Histoire romancée, peu différente de notre Histoire moderne, mais tout s'accélère : les petits chefs ont remplacé les rois, les religions perdurent mais se battent entre elles,l'argent est roi, la caisse est vide, mais la distribution de milliards n'a jamais connu un tel essor !
Samedi 10 août 1985 :
Si le téléphone n’existait pas, nous serions moins au courant des problèmes des autres.
Comme j’écris pour ne pas perdre l’habitude, j’évite d’être pessimiste. Mes petits maux de tête, de gorge, d’appareil digestif… ne sont rien auprès des maux dont souffrent tant d’autres.
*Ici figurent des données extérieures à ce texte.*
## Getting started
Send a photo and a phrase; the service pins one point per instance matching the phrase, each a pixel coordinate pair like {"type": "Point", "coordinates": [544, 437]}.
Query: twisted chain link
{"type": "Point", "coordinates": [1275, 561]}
Avons Stéphane dans nos murs. Il dort dans sa chambre, en bas, alors que Mikaël préférait le haut.
Dimanche 11 août 1985 :
Ce matin tempête. Cet après-midi, j’ai prévu de partir pour Morlaix. Mais ce n’est pas un temps pour voyager. Enfin, il fera peut-être meilleur cet après-midi ?
Un brouillon, c’est bien, on raye, on surcharge, l’on peut raconter ce que l’on veut, surtout que le temps n’est pas limité. C’est mon cas en retraite. Pas besoin de recopier au propre !
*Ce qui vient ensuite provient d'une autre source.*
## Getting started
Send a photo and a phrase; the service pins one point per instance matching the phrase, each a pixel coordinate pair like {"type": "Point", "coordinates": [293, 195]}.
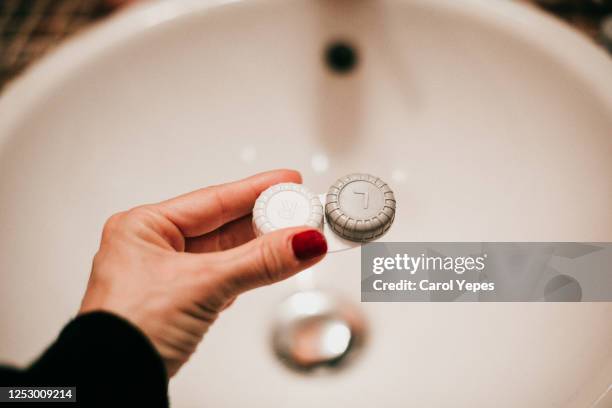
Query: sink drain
{"type": "Point", "coordinates": [316, 330]}
{"type": "Point", "coordinates": [341, 57]}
Mikaël aime jouer, Stéphane aussi.
Lundi 12 août 1985 :
Mithé m’a paru assez pessimiste après son dernier voyage à Morlaix. Mon père lui a déclaré : « Ils vont tous me laisser seul ».
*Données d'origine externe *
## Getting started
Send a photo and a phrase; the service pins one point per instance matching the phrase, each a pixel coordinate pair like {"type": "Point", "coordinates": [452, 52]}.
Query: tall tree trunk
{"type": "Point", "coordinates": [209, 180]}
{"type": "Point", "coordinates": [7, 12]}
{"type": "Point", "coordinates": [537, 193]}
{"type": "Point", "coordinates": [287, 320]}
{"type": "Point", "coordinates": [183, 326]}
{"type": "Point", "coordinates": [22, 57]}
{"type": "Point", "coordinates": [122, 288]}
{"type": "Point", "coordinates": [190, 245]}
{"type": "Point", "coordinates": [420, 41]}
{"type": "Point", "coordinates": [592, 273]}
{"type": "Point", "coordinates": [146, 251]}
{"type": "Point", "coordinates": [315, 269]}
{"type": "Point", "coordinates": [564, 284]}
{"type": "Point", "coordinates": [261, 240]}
Je suis donc venu me rendre compte de la situation. Il se reposait quand je suis arrivé, il n'a ouvert les yeux que lorsque j'ai sa feuille médicale et m'a dit : " Tiens, tiens, qu'est-ce que je vois ! "
En fait, il m’a accueilli comme d’habitude, content d’avoir une visite, ne sachant trop d’où je venais, mais me demandant pourquoi Annick n’était pas avec moi..
Lui ayant expliqué qu’en juillet, elle avait beaucoup d’occupations avec ses petits-enfants, il m’ a répondu « c’est vrai que vous ne pouvez pas toujours être là et que vous avez tous votre travail à exécuter.
Il a très bien compris que Marie-Thérèse puisse être retournée à Saumur pour s’occuper de ses affaires.
Mercredi 14 août 1985 :
Me voilà de retour au Fort. Ce matin, tempête. Le mois d’août a été pourri pour les vacanciers.